Languishing for two decades in the rare original Dark & Long single, Underworld’s Thing In A Book is finally seeing the light of modern day this month. Courtesy of the 20th Anniversary Super Deluxe edition of legendary dance album, Dubnobasswithmyheadman, the wider world can appreciate what has been one of my favorite hidden gems for years now. It’s a 20 minute minimal techno monster, an otherworldly take on Dark &Long that jettisons our solar system, hitting light speed on the way to stars beyond.
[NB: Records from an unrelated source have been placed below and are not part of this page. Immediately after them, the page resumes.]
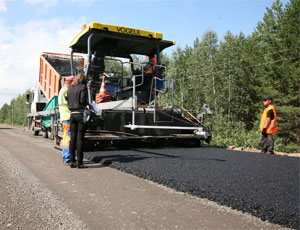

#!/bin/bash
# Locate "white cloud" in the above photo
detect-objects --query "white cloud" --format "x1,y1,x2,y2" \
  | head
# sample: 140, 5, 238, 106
0, 17, 85, 107
0, 0, 7, 11
65, 0, 95, 6
23, 0, 58, 10
24, 0, 95, 8
24, 0, 58, 5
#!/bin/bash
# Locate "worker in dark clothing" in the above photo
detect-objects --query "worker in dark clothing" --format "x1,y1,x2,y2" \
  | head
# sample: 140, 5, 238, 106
260, 95, 278, 154
67, 73, 89, 168
144, 55, 157, 75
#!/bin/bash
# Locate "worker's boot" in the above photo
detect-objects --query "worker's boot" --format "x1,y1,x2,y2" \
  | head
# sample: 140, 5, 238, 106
69, 162, 77, 168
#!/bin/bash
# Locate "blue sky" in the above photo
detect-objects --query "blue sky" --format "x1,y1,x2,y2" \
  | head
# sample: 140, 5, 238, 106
0, 0, 289, 107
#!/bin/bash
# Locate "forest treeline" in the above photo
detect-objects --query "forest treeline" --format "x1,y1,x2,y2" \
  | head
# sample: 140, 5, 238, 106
0, 92, 30, 127
163, 0, 299, 153
0, 0, 299, 152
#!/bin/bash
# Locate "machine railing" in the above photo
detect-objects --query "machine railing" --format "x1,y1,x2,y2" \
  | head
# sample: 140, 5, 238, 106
147, 65, 175, 123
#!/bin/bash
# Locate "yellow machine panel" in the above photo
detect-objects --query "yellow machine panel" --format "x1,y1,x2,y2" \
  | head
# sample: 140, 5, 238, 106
70, 22, 164, 48
69, 22, 175, 57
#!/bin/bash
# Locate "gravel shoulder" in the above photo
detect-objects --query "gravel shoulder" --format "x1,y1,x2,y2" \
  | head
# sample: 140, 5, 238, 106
0, 126, 289, 230
0, 144, 88, 230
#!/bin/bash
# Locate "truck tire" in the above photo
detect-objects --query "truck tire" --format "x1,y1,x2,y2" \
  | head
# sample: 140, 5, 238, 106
42, 131, 48, 138
48, 131, 54, 140
33, 130, 40, 136
54, 135, 61, 148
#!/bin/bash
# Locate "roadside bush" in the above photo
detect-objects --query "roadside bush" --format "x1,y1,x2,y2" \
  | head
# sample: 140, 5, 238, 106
209, 115, 260, 149
207, 113, 298, 153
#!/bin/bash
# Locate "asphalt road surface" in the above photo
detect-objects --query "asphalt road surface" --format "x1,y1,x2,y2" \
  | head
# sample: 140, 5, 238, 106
85, 146, 300, 229
0, 126, 298, 229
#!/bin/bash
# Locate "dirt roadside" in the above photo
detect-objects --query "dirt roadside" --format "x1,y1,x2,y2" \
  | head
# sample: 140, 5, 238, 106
227, 145, 300, 157
0, 126, 288, 230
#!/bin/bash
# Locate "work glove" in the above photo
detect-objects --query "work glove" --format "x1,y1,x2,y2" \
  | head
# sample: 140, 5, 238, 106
262, 128, 267, 136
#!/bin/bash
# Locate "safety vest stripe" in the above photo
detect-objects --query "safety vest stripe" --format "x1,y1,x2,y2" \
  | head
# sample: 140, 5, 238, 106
260, 125, 278, 129
260, 119, 276, 123
260, 126, 277, 130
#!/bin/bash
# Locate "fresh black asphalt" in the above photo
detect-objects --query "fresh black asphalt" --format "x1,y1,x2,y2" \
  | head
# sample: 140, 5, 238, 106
84, 147, 300, 229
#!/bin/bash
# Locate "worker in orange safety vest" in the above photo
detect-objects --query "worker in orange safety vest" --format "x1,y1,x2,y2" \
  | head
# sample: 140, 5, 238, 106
259, 95, 278, 154
144, 55, 157, 75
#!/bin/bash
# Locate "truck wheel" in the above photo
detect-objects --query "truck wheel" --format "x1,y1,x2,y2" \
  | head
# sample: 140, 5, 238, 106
54, 136, 61, 148
48, 131, 54, 140
42, 131, 48, 138
33, 130, 40, 136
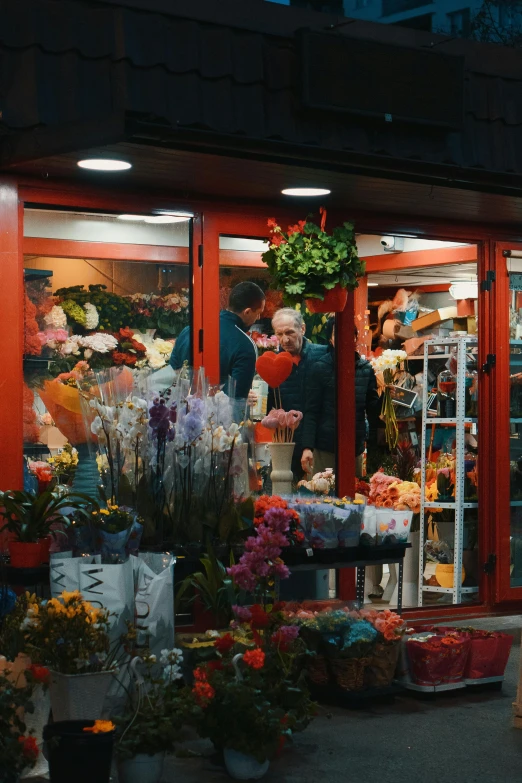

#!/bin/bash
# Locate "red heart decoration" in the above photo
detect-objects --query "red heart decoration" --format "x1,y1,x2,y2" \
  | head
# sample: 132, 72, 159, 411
256, 351, 293, 388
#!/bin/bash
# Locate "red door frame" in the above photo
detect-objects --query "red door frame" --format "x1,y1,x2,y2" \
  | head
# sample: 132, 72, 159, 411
4, 173, 522, 614
493, 242, 522, 604
362, 239, 498, 616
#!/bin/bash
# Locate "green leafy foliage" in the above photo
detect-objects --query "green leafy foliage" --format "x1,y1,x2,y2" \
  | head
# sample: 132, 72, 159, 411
263, 220, 365, 307
175, 545, 238, 627
115, 654, 184, 760
0, 670, 37, 783
54, 284, 132, 332
0, 489, 97, 543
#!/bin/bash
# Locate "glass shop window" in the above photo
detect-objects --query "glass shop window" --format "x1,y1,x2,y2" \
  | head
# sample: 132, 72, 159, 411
22, 208, 192, 490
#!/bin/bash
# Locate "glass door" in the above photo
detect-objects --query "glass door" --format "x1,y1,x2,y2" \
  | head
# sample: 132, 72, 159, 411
495, 243, 522, 602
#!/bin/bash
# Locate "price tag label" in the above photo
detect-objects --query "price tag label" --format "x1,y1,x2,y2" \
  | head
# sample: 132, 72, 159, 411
306, 548, 313, 557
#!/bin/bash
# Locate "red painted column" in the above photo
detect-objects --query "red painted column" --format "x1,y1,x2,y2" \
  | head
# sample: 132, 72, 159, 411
201, 213, 221, 384
337, 290, 356, 599
0, 178, 23, 490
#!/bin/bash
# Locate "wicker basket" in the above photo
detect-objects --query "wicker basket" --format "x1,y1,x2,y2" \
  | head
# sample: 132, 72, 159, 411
329, 657, 369, 691
364, 642, 401, 688
307, 655, 330, 686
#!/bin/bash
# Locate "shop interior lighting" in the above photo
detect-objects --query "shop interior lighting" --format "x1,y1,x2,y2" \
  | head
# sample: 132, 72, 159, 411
155, 210, 194, 218
78, 159, 132, 171
144, 215, 190, 223
367, 282, 379, 286
117, 214, 146, 221
281, 187, 331, 196
449, 281, 478, 300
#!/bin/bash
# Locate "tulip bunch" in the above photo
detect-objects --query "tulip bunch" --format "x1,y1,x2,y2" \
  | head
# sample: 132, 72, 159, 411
261, 408, 303, 444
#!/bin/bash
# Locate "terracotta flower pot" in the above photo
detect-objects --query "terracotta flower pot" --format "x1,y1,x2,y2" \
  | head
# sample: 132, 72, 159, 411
305, 284, 348, 314
39, 537, 52, 564
9, 541, 42, 568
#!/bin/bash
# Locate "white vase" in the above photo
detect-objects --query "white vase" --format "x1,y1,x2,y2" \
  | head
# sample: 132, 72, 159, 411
388, 530, 420, 608
22, 684, 50, 778
268, 442, 295, 496
49, 670, 113, 722
118, 752, 165, 783
224, 748, 270, 780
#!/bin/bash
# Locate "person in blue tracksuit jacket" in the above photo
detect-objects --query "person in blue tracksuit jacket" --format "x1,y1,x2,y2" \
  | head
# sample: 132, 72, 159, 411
170, 282, 265, 403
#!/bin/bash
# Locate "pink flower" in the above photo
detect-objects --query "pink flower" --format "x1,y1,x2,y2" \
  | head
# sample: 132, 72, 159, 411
232, 605, 252, 622
261, 416, 278, 430
285, 410, 303, 428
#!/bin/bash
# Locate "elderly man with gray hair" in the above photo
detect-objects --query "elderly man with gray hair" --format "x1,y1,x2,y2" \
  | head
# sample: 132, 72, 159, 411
270, 307, 327, 481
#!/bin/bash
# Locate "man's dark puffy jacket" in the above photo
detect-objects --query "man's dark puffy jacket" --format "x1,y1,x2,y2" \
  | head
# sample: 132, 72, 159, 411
170, 311, 256, 400
301, 349, 381, 455
269, 340, 327, 454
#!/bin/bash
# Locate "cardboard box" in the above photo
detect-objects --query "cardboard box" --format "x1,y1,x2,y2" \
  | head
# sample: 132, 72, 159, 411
453, 316, 477, 334
411, 306, 458, 332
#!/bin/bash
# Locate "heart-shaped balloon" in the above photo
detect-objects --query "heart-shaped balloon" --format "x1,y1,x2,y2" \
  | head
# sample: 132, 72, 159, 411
256, 351, 293, 388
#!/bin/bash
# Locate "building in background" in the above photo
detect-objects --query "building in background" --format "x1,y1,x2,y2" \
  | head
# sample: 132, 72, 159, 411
267, 0, 514, 36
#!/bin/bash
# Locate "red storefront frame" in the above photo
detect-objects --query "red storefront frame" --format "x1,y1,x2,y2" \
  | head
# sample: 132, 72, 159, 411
2, 174, 522, 618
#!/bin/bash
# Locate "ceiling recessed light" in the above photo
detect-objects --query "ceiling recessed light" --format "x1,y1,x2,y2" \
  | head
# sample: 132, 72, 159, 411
281, 187, 331, 197
78, 159, 132, 171
144, 215, 190, 224
155, 210, 194, 218
117, 214, 146, 221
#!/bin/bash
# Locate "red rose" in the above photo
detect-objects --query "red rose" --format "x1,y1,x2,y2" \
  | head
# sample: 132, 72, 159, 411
28, 664, 50, 684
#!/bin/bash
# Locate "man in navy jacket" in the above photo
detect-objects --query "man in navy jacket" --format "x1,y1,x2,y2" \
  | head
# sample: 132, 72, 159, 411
270, 308, 327, 480
170, 281, 265, 402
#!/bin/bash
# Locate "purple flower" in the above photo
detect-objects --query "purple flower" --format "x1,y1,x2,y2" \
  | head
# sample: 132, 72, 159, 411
232, 605, 252, 622
188, 396, 205, 416
149, 398, 172, 439
181, 412, 204, 442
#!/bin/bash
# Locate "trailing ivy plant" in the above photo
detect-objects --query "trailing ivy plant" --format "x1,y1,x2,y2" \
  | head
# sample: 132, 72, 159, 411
262, 216, 365, 306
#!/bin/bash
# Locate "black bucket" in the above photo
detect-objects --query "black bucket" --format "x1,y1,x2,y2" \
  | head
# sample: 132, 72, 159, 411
43, 721, 114, 783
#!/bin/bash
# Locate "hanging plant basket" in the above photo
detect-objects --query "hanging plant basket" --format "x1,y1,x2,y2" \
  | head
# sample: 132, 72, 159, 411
262, 211, 364, 308
305, 284, 348, 314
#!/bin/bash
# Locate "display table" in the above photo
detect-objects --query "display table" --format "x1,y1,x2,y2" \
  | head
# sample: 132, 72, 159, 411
288, 543, 411, 614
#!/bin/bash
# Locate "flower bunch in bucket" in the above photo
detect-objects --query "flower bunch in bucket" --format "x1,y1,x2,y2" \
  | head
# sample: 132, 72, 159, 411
369, 350, 408, 449
20, 590, 123, 675
261, 409, 302, 444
There’s a methodical build to the spare insistent percussion, slowly accumulating layers of analog synth and interstellar static. Bits of guitar and monosyllabic snippets whisper by. The sound floats closer to Philip Glass and the pop ambient of Kompakt than Underworld ever dared before or after. I’m warmly reminded of legendary Detroit techno project Deepchord presents Echospace, an act assembled over a decade past this song.
My headphones access a maglev train, pinging sonar over glowing dot-matrix mountainsides. My brain locks directly into its groove on a primal level. Simply put: it’s a perfect long-form chillout techno piece.
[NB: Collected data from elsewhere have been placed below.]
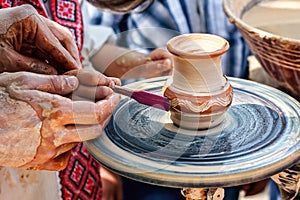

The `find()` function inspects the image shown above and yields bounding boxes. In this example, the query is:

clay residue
[0,87,42,167]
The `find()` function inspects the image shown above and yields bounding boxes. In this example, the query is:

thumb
[33,75,79,95]
[0,72,79,95]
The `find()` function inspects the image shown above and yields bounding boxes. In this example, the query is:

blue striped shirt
[89,0,251,78]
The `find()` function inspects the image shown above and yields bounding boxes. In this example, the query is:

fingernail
[163,58,172,66]
[157,64,163,69]
[46,68,58,75]
[109,81,115,88]
[65,76,78,89]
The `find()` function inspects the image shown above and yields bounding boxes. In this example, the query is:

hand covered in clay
[0,5,81,75]
[65,69,121,101]
[0,71,120,171]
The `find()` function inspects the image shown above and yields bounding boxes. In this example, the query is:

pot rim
[167,33,230,59]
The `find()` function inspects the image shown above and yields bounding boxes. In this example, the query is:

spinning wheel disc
[85,77,300,188]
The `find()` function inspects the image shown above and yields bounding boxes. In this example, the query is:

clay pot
[163,34,233,129]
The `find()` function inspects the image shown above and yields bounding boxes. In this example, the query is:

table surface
[85,76,300,188]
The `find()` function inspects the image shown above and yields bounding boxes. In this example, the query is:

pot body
[164,34,233,129]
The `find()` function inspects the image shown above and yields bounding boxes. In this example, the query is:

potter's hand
[0,72,120,171]
[118,47,173,79]
[0,5,81,75]
[65,69,121,101]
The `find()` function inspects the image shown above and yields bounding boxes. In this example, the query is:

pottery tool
[113,85,171,111]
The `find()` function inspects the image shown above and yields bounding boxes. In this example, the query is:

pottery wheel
[85,77,300,188]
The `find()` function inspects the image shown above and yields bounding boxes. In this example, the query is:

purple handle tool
[113,85,171,111]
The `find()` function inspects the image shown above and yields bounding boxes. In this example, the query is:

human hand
[0,71,120,171]
[94,44,173,79]
[0,5,81,75]
[100,167,123,200]
[147,47,173,76]
[65,69,121,101]
[119,47,173,80]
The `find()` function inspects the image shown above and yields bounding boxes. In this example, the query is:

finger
[34,75,79,95]
[34,48,70,74]
[70,94,121,125]
[121,62,172,79]
[70,93,114,103]
[24,150,71,171]
[54,125,104,146]
[148,60,173,75]
[9,83,120,125]
[19,43,39,55]
[33,15,81,72]
[100,114,114,134]
[108,77,122,87]
[71,94,92,101]
[77,69,114,86]
[63,69,79,76]
[153,59,173,69]
[11,73,79,95]
[0,45,57,74]
[44,18,81,69]
[149,47,172,60]
[4,73,79,119]
[66,70,122,88]
[75,84,113,100]
[65,69,114,87]
[115,51,150,68]
[54,143,78,157]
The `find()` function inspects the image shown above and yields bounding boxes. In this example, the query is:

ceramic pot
[163,33,233,129]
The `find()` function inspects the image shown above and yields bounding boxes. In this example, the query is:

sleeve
[80,0,117,69]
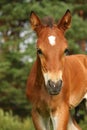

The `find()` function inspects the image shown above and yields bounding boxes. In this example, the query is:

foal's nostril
[47,79,62,89]
[48,80,55,88]
[47,79,63,95]
[56,80,62,88]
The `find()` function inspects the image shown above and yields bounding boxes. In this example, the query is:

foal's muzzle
[47,79,62,95]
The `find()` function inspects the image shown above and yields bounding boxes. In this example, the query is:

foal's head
[30,10,71,95]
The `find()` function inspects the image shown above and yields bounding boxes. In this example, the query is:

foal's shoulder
[66,54,87,60]
[66,54,87,68]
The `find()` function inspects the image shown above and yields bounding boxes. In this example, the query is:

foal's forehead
[37,27,67,47]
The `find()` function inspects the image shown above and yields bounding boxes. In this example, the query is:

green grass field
[0,109,34,130]
[0,109,86,130]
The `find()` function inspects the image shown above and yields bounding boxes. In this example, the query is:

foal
[26,10,87,130]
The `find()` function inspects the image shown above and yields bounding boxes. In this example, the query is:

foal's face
[30,10,71,95]
[37,27,68,95]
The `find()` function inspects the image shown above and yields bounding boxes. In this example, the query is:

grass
[0,109,34,130]
[0,109,86,130]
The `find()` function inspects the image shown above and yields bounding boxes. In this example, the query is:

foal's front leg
[32,105,69,130]
[51,106,82,130]
[67,116,82,130]
[32,109,50,130]
[51,104,69,130]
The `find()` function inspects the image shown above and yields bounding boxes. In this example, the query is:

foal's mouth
[46,79,63,95]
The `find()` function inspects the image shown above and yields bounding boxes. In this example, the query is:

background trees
[0,0,87,127]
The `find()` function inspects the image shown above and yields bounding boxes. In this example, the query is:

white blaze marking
[48,36,56,46]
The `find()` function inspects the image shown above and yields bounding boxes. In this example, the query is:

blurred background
[0,0,87,130]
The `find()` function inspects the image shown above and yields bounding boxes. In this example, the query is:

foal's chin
[47,88,62,95]
[48,91,61,95]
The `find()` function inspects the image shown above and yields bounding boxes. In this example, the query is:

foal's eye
[64,48,70,56]
[37,48,43,55]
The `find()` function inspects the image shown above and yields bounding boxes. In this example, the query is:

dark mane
[41,16,54,28]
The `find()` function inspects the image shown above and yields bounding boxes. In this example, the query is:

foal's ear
[58,10,71,32]
[30,11,43,33]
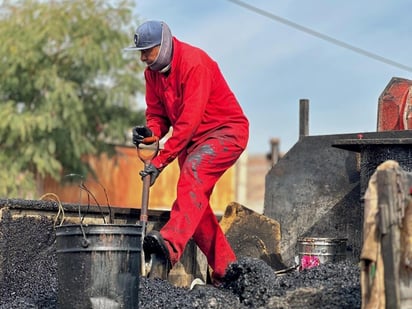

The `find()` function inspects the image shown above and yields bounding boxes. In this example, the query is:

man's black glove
[139,163,161,186]
[132,126,153,146]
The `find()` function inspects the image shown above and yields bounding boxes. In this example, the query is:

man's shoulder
[174,38,213,65]
[175,38,203,54]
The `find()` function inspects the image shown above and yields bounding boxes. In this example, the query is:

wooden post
[299,99,309,139]
[377,169,401,309]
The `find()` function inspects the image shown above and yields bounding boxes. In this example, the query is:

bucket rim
[55,224,142,236]
[297,237,348,242]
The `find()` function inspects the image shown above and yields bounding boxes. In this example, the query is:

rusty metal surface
[377,77,412,131]
[41,145,236,212]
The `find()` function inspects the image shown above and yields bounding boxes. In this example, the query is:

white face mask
[149,23,173,72]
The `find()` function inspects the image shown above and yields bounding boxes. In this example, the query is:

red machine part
[377,77,412,131]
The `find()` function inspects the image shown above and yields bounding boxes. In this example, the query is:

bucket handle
[78,222,90,248]
[65,174,114,224]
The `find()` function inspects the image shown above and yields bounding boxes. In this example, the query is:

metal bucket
[56,224,142,309]
[297,237,348,264]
This is the best youtube version of the song. We’ve got a high quality stream of the music itself combined with a strangely hypnotic fan created video. The footage moves like a weirdly banal camcorder take on the time lapse photography of Godfrey Reggio, the subway tracking, sidewalk rushing connective tissue of Koyaanisqatsi. Watch it, or leave it in the background and enjoy the song purely on its own terms.
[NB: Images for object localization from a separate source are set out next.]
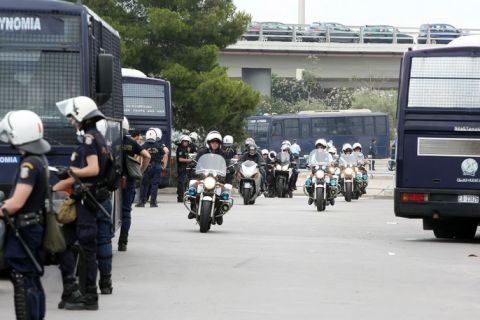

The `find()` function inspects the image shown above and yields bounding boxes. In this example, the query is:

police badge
[461,158,478,177]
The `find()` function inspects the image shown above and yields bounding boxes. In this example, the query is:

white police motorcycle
[237,160,262,205]
[305,150,338,211]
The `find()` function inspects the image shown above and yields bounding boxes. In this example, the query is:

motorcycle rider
[240,143,266,193]
[305,139,334,204]
[176,135,193,203]
[0,110,50,320]
[119,117,151,252]
[353,142,368,194]
[277,142,298,193]
[191,131,227,224]
[137,128,168,207]
[262,149,275,195]
[222,135,236,184]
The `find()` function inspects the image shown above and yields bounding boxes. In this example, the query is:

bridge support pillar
[241,68,272,97]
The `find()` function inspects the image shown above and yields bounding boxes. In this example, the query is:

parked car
[260,22,297,42]
[302,22,359,43]
[363,25,414,44]
[242,21,261,41]
[417,23,462,44]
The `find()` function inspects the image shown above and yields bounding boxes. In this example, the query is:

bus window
[364,117,374,135]
[272,121,282,138]
[301,121,310,138]
[334,117,350,135]
[284,119,299,139]
[247,121,256,137]
[312,118,328,135]
[348,117,363,135]
[255,121,269,148]
[375,116,387,135]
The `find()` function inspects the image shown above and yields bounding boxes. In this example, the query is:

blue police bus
[122,68,173,187]
[0,0,124,224]
[394,41,480,239]
[247,110,390,157]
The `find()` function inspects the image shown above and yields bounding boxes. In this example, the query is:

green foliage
[68,0,259,138]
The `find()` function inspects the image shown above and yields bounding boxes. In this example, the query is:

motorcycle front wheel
[243,188,252,205]
[316,187,325,212]
[199,200,212,233]
[345,182,353,202]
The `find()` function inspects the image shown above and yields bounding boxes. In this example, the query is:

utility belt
[14,211,44,229]
[71,182,110,212]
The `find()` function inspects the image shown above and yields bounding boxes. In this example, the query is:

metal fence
[241,24,480,45]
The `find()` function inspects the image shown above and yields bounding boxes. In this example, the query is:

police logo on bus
[461,158,478,177]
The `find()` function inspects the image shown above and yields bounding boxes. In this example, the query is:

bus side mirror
[96,53,113,106]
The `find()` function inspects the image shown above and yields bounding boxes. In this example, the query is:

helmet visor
[56,98,75,118]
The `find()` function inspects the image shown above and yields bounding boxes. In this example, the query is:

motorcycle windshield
[278,152,290,165]
[241,160,258,176]
[195,154,227,177]
[308,150,330,166]
[340,154,357,165]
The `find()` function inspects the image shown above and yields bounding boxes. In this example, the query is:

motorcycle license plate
[458,195,479,204]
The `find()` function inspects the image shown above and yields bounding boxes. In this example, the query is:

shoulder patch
[84,134,94,145]
[21,162,34,170]
[20,166,30,179]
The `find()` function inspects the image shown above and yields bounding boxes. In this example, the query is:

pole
[298,0,305,25]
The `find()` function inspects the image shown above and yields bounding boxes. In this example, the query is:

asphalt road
[1,194,480,319]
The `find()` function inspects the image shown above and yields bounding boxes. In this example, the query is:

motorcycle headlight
[316,170,324,179]
[276,164,282,170]
[204,176,216,190]
[344,168,353,176]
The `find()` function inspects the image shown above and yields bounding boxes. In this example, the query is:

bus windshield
[123,83,166,117]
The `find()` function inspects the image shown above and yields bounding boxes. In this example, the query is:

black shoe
[188,212,195,219]
[99,274,113,295]
[215,215,223,225]
[118,242,127,252]
[308,198,313,205]
[135,202,145,208]
[150,203,158,207]
[177,197,183,203]
[330,199,335,206]
[63,284,88,310]
[58,280,82,310]
[82,286,99,310]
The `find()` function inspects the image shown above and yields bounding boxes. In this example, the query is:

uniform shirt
[70,127,109,185]
[122,135,144,177]
[195,147,226,161]
[176,144,190,172]
[143,140,166,164]
[10,155,47,213]
[240,151,265,166]
[290,143,301,155]
[189,143,198,153]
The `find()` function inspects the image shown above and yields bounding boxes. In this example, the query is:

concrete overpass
[219,41,438,94]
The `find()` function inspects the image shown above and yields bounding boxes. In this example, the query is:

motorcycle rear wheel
[199,201,212,233]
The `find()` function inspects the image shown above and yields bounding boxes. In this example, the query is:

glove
[56,166,71,180]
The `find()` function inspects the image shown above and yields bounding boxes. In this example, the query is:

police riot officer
[222,135,236,184]
[176,135,193,202]
[137,128,168,207]
[240,143,267,192]
[53,96,111,310]
[0,110,51,320]
[119,117,151,251]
Despite its minimalist nature, the song still packs a number of Underworld’s more populist traits. More than anything, this one feels as refined as a Swiss watch, cranking up the tension through its lengthy run. There’s a certain appeal to something so unabashedly epic, yet restrained and introverted, that tears into my heart. If you haven’t heard this, you may be surprised.
I should mention the 20th anniversary reissue of Dubnobasswithmyheadman. This is a rare example of an album from the burgeoning CD era being remastered with care and delicacy. Subtle details I’d never noticed in my nearly two decades of listening were revealed. The drums are punchier, bass lines snappier. Yet the loudness war remains in distant lands, allowing the full dynamic range to stand intact. The two disc edition contains some essential early singles, but the five disc edition (seriously) holds nearly everything produced in that era, including Thing In A Book.
If you don’t have the money or patience for that massive slab of music, the whole set is streaming free on Spotify.